Charlie has spent a lifetime getting to know mechanical systems in a way that really ought to grant him a PhD. He tells stories of working in machine shops, maintaining equipment in factories, and of course, building race cars and parts for people during his spare time. He accomplished things in the 60s and 70s that most of us haven't even figured out how to do today, like custom-build steel tube headers for people, based on flow calculations worked out with a friend at the physics university on a then state-of-the-art room sized computer system. Several of his stories seem to center on pulling a car out of the junkyard, tuning it up, and taking it to the track for a few runs. No matter what Charlie touches, it seems to go faster and last longer than anything anyone else builds. He laughs, "Just a junkyard motor in an old Pontiac! But we altered the rear suspension a little to make it hook up. No one could believe our 60 foot times."
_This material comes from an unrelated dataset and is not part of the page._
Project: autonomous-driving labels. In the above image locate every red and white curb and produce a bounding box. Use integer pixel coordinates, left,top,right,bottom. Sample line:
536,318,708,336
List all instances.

Charlie gave up running his own repair garage after getting disgusted that people weren't willing to pay what it takes to do a decent quality job. I understand his dilemma, especially after helping him put together the front suspension on his 66 Cuda, and marveling at the cleanliness and precision inside those front drum brakes. This guy does first rate work.
I asked him about his love for the little 1965 Valiant. Turns out he's owned about 15 of 'em, both race cars and street cars. He took Peg's 65 Valiant to the drag strip in 1974, just to help a friend, and then decided to run the car. After getting laughed at for being the slowest car there, he vowed to see how fast he could make that little 170 slant 6 go. Ever since, it's been a series of experiments with fabricating lots of different parts combinations, including a turbocharger. Even as soon as a year later, he was running a half second under the Z/SA record. When he could not race as stock eliminator any longer, he turned his attention to making the fastest 170 powered street machine he could get. So far, his 2700 lb turbocharged 170 Valiant has run a 13.4 at 104 in the quarter mile! He grins, "It puts 5 liter Mustangs to shame!"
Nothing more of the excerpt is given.